それぞれが武器を持っていることもあるが、それにしてもレベッカは重かった。
「おっも……」
「鍛えてるの!」
思い切り頭を叩かれた。
「なあ、リアナさん、もう駄目なのかな」
『グレンはここにいる』と彼女は言った。それなら、また探しに来なくちゃいけない。そうするにはリアナがいなくちゃいけない。
「……わからない」
雪の上に艦長の外套を羽織らされて横たわっているリアナは、レベッカに微笑みかけた。
「あなたがこの場所で動けたのは、私がこうなる運命だったからなのかもしれない。私の番人の役目を託してもいいかしら。本当は娘に頼むはずだったんだけれど……間に合いそうにないわ」
レベッカはランスの肩から降りると、リアナの前で膝をついて涙をこぼした。
「リアナさん、諦めないで。ゼイラギエンには凄腕のお医者さんがいるんです! それに艦長もいるのにっ」
「ごめんなさいね。あなたはつらい思いをしていたのに、まだお願いをするなんて。あなたと娘は同い年くらいかしら。もし会うことがあったら、これを渡してくれる……」
彼女は薄緑色のシフォンの髪留めを解いてレベッカの手に握らせた。
それから、腕に巻いていた飾りつきの鎖を手渡した。
「これはあなたが。蒼き涙は、この、祭具のことじゃなくて、アドリアの……海の…… 」
彼女の身体は不自然な震えを見せはじめた。
「リアナさんっ」
レベッカは名前を呼び続けたが、彼女の意識は失われつつあった。
艦長はレベッカにリアナのレイピアを手渡した。
「楽にしてやってくれ。君にしか頼めない」
「で、でも、私なんにも、わからない」
「もしものときは首を刺すようにと言われていた。たぶん、それが番人を継ぐ方法なんだ」
しかしレベッカの手は震えていて、とても柄を握れそうになかった。
「銃にするかい? そのほうが苦しまずに逝けるかもしれない。君も慣れてるし」
艦長は自分の拳銃をレベッカに手渡した。
「そ、そ、そうしたらリアナさんの身体を汚してしまいます」
レベッカは泣きながら銃を握りしめた。
「大丈夫だ」
「ううっ……、ごめんなさい」
レベッカは何度も謝りながら引鉄を引いた。
リアナの身体は雪に溶けるように崩れ、血だらけの外套とドレスを残して跡形もなくなってしまった。

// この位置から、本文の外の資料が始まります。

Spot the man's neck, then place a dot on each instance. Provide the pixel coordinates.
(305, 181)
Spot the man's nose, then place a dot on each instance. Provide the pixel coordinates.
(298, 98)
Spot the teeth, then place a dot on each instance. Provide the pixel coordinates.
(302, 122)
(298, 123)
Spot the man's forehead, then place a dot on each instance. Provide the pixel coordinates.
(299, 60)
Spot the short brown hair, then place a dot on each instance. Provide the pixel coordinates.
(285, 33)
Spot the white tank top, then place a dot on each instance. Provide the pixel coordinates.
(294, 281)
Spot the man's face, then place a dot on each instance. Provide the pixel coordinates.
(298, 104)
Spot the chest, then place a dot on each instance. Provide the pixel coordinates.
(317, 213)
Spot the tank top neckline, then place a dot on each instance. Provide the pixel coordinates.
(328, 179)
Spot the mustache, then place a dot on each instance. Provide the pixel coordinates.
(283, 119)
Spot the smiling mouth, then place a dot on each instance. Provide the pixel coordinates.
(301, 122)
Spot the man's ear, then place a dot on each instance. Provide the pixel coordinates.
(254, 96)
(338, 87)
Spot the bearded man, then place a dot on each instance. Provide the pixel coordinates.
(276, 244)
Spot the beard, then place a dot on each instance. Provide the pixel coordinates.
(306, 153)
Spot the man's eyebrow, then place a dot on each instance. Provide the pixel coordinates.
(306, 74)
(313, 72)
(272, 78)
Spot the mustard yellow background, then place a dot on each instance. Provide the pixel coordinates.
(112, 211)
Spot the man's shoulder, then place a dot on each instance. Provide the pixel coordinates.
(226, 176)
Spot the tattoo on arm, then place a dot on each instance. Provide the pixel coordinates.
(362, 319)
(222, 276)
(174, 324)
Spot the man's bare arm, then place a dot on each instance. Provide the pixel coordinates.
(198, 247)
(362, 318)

レベッカは銃を放りだして嘔吐しはじめた。ランスは背中を
「艦長、大丈夫なのかよ、これ。レベッカは死なないよな」
「僕も番人の継承は見たことがないんだ。大丈夫だと思うが」
「ゼイラギエンを早く外に出さないと、維持する魔力が足りなくなるってリアナさんが言ってた。レベッカ、やり方はわかる?」
レベッカは咳き込みながら首を横に振った。
「でも、中に連れて行って。リアナさんがたぶん助けてくれる」
ランスは急いでレベッカを背負い、ゼイラギエンの翼によじ登った。
ランスはレベッカを中に運んだあと、扉に手をかけて艦長に手を差し出した。
彼はリアナの遺した衣服と外套を肩に掛け、レイピアを腰に差していた。
ほんの一瞬、アズサの言葉が胸を刺した。
アズサと村のみんなを殺させたのは艦長たちだ。
だけど、彼を責めても誰一人生き返らない。彼が自分の意思でやったことでもない。仕事だからって何も感じずにやったはずがないことは、これまでの彼を見ていてわかっている。

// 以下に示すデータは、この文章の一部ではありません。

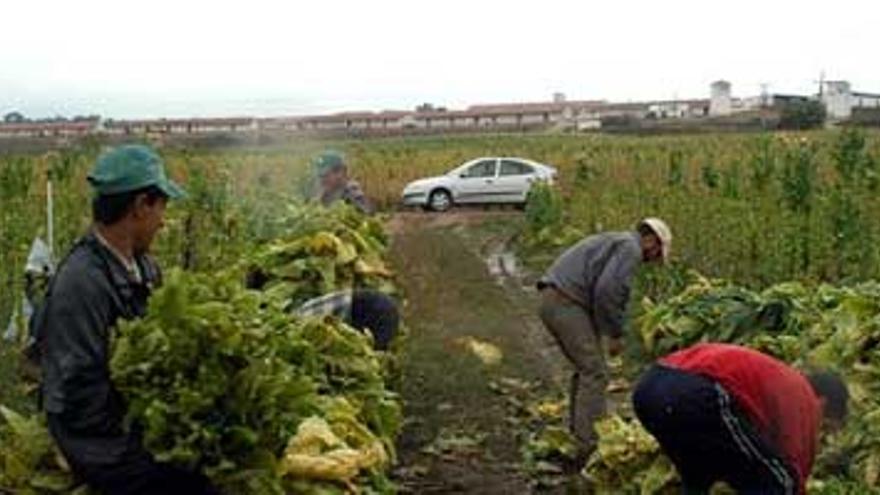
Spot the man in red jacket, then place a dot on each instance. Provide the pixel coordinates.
(727, 413)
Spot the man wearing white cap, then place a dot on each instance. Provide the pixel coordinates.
(584, 297)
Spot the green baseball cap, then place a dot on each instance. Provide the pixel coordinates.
(129, 168)
(327, 161)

だから、責めないでいようとランスは決めた。艦長が何も言わずにレベッカを守ったのも、きっと理由は同じだから。
そんな自分に、彼は救われるのだろうから。
そして、そうだとしたら自分は、ただの傍観者だったわけじゃないから。
「ありがとう」
艦長は酷く疲れ切った顔に、今まで見た中で一番下手くそな微笑みを浮かべて、ランスの手を握った。
二人が船内に乗り込むのとほぼ同時に視界が一気に明るくなり、雪と白い花の花弁が舞い散った。
ランスは窓から眼下を見下ろした。
視界が花弁で覆われ尽くすまで、雪に覆われていく少女の氷像をずっと見下ろしていた。